MINNEAPOLIS – Fair Isaac Corporation, a leading provider of analytics and decision technology, today announced the release and immediate availability of Payment Optimizer® 2.5 solution, an enhanced version of its fraud detection system for healthcare payers that provides prepayment and postpayment analysis to dramatically reduce fraud losses and ensure payment integrity.

Version 2.5 adds pharmacy data and analyses to help detect suspicious activity and billing and policy errors in pharmacy claims at the point of sale, prior to payment or immediately after payment. This new feature will assist healthcare payers in managing steadily escalating costs and the anticipated surge in utilization when Medicare Part D of the Medicare Modernization Act becomes effective January 1, 2006. Part D will make voluntary prescription drug benefit available for the first time to more than 40 million Medicare beneficiaries.


“Part D creates complex new challenges for payers, pharmacies and patients, which will require the use of sophisticated analytics to analyze the voluminous amount of data from the multifaceted healthcare delivery and payment system,” said Dr. Andrea Allmon, director of healthcare operations and product management of Healthcare Solutions at Fair Isaac. “With the addition of pharmacy analyses to Fair Isaac’s Payment Optimizer solution, payers can assess fraud risk in both pharmacy and medical claims, and obtain a comprehensive picture utilizing both claims sources to find even more fraud, abuse and errors.”


By analyzing millions of interactions in a fraction of a second, using both incoming and historical data, Payment Optimizer 2.5 creates a multidimensional picture of the healthcare and pharmacy delivery system. Users can quickly identify fraudulent activity, including fraud types that previously could not be detected. Fair Isaac’s proprietary advanced analytics enable accurate and efficient detection of new and unknown fraud patterns as well as subtle and complex trends by looking at each claim in relation to deep contextual information, such as the patient’s and provider’s histories. The Payment Optimizer solution is as powerful in containing costs as it is in identifying sophisticated emerging fraud and abuse schemes.


“Payers need to be better prepared for the growth of claims anticipated by the aging of the population, with a concomitant increase in per capita use of prescription drugs, and the additional claims to be driven by the advent of Part D on January 1,” said Joanne Galimi, director of research at Gartner, Inc. “These new prospective technologies and approaches will not only detect fraud and abuse, but will assist in the prevention of lost funds.”
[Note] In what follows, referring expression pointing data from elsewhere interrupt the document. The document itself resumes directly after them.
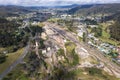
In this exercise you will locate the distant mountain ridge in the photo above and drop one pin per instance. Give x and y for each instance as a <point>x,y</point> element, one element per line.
<point>96,8</point>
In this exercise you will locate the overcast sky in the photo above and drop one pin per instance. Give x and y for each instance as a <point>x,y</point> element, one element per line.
<point>53,2</point>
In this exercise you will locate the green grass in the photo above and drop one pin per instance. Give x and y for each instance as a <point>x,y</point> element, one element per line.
<point>11,57</point>
<point>106,36</point>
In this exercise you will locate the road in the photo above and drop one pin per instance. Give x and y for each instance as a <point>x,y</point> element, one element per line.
<point>99,55</point>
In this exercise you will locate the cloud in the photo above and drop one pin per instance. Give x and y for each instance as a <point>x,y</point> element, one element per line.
<point>53,2</point>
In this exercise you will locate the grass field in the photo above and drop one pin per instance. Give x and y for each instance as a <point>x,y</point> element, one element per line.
<point>11,57</point>
<point>106,36</point>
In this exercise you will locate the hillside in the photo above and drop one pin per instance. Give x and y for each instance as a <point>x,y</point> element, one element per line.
<point>11,10</point>
<point>96,9</point>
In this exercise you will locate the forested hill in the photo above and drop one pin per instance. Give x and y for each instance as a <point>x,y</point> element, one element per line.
<point>95,9</point>
<point>11,10</point>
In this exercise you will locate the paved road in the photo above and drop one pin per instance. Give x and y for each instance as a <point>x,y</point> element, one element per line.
<point>112,66</point>
<point>19,60</point>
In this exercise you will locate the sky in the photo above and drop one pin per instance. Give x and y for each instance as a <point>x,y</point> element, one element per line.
<point>53,2</point>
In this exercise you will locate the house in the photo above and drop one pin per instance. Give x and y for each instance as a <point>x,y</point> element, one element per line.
<point>81,30</point>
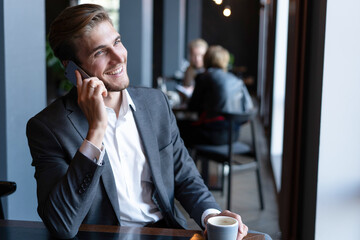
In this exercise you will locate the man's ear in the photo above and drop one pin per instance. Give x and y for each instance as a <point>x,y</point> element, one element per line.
<point>65,62</point>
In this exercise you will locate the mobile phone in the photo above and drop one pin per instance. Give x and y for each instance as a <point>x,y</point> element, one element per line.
<point>70,72</point>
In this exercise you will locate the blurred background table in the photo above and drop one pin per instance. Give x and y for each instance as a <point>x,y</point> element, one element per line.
<point>18,230</point>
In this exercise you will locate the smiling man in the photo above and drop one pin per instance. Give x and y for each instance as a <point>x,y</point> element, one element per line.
<point>106,153</point>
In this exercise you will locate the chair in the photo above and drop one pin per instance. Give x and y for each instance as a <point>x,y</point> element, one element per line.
<point>6,188</point>
<point>224,154</point>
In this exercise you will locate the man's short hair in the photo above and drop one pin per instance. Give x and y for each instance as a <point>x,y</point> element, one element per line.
<point>197,43</point>
<point>73,23</point>
<point>216,57</point>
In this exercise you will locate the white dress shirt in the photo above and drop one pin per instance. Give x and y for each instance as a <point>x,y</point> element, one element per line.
<point>130,167</point>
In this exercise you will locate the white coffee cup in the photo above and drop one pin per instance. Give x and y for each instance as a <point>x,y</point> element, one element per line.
<point>222,228</point>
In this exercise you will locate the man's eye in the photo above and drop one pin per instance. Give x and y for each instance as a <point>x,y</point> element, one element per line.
<point>98,53</point>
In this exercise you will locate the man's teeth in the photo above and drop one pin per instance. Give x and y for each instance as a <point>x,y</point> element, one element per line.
<point>117,71</point>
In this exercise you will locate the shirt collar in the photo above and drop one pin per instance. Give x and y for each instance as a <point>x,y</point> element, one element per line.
<point>127,100</point>
<point>125,103</point>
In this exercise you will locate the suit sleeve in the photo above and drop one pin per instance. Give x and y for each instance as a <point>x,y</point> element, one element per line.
<point>65,184</point>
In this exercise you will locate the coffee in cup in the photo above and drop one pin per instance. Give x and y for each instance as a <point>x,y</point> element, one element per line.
<point>222,228</point>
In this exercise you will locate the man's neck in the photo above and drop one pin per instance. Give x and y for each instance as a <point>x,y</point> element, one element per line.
<point>114,100</point>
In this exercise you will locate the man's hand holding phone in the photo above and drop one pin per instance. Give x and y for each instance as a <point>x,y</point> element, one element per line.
<point>91,93</point>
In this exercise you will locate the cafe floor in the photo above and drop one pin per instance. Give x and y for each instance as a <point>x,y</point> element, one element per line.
<point>245,198</point>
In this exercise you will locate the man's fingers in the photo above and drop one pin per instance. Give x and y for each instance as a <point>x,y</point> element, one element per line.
<point>78,79</point>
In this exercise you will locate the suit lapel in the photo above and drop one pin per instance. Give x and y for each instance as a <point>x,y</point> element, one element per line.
<point>150,144</point>
<point>77,118</point>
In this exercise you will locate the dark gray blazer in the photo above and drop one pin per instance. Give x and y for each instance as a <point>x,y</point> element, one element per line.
<point>73,190</point>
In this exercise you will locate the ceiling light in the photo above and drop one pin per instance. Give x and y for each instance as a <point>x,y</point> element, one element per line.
<point>227,11</point>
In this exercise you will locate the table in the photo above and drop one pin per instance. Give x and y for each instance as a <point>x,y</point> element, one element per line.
<point>18,230</point>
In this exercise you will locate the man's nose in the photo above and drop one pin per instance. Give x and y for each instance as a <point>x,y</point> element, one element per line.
<point>117,55</point>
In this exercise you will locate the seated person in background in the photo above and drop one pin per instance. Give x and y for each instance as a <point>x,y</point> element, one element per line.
<point>106,153</point>
<point>197,49</point>
<point>216,90</point>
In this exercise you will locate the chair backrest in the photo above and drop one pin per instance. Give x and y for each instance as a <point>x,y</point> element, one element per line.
<point>6,188</point>
<point>234,118</point>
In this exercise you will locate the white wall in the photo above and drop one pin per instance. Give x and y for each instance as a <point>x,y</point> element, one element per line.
<point>24,95</point>
<point>277,128</point>
<point>338,200</point>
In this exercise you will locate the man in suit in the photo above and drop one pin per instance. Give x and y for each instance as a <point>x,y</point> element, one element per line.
<point>106,153</point>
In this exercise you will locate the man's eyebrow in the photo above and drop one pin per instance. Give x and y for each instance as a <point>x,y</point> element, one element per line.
<point>104,46</point>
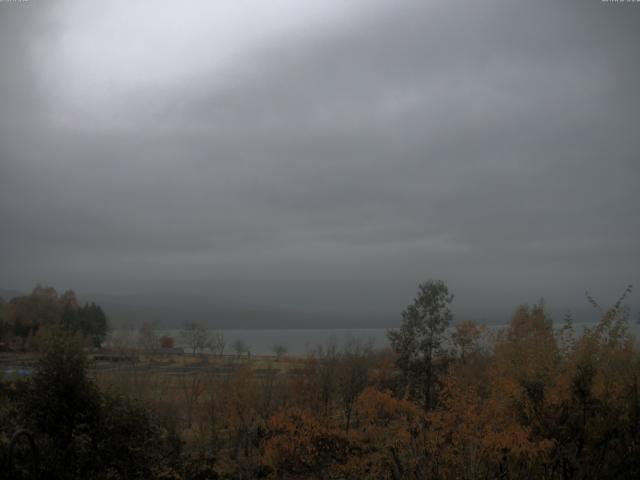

The National Healthcare Anti-Fraud Association estimates that up to 10 percent of every dollar spent on healthcare is lost to fraud, abuse and error, draining the system of $170 billion a year. Preventing these losses could reduce consumer costs, reward shareholders and lead to improved treatments. To date, Payment Optimizer users have achieved a return on investment (ROI) ranging from 3:1 to 10:1, and have seen average savings of $25 to $30 for each claim reviewed, while taking 30 seconds to three minutes to review a claim.